Вернувшись, Тургиев нашел Михайлова в той же позе ненавидевшего всех, но спящего. Он разбудил его и спросил:
– Как артиллерия?
– Ненавижу всех и тебя! Мелкие букашки, предатели и трусишки, идущие на обман преподавателя. Вот я, честно, по-казачьи, пошел и схватил кол!

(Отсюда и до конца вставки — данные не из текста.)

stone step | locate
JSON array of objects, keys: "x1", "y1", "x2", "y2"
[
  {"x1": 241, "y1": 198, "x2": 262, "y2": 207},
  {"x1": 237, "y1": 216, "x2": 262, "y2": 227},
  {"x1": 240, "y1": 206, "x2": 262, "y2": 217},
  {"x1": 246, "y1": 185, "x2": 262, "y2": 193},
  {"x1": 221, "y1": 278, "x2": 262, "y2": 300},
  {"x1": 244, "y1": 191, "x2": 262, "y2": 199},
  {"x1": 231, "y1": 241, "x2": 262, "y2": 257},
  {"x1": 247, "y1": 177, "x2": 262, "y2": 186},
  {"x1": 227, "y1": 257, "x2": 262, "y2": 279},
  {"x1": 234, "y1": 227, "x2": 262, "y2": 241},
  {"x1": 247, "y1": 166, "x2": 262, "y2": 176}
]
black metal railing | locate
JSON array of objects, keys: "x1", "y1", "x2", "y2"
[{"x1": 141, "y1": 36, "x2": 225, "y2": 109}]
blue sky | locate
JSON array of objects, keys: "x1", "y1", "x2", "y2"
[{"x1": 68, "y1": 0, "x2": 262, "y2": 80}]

Но сам расхохотался своей глупости, и на другой день опять провалялся на койке и к курсу артиллерии не коснулся.
* * *
В одну из суббот Тургиев, сдав прилично курс артиллерии, отправился в город. Знакомых у него не было. Он нанял «Ваньку» и поехал по Вознесенскому проспекту. Падал хлопьями мокрый снег. От снега утихли городские шумы улиц, трамваи смягченно звенели и тихо катились легкие санки, пересекая яркие полосы света и синих теней на снегу. Тротуары были полны прохожих, спешивших забежать в магазины и купить что-либо к воскресенью.
Эта суетливая толпа со своими недосягаемыми для постороннего интересами как-то особенно подчеркивала одиночество и отчужденность в большом чужом городе. Хотелось бы побывать в одной из этих освещенных электричеством квартир, где у пианино молодая девушка поет и сама себе аккомпанирует несложные романсы. Тепло, уютно по-семейному. Как раз то, чего не хватало забравшемуся в далекую столицу Тургиеву.
Ему показалось, что стало холодать. Кавказская легкая обувь плохо грела, Черкесска тоже, и пальцы рук застыли в лосевых перчатках. Тургиев рассчитал извозчика и, пересекая Исаакиевскую площадь с красным памятником Императору Николаю I-му, на коне скачущему прямо на Собор, вспомнил о церкви и направился к «Исакию». Шла всенощная. Пел прекрасный хор, но народу было немного. Все больше простой люд, и только у самого клироса видно было несколько «высокопоставленных» лысин и дорогих дамских меховых шапочек.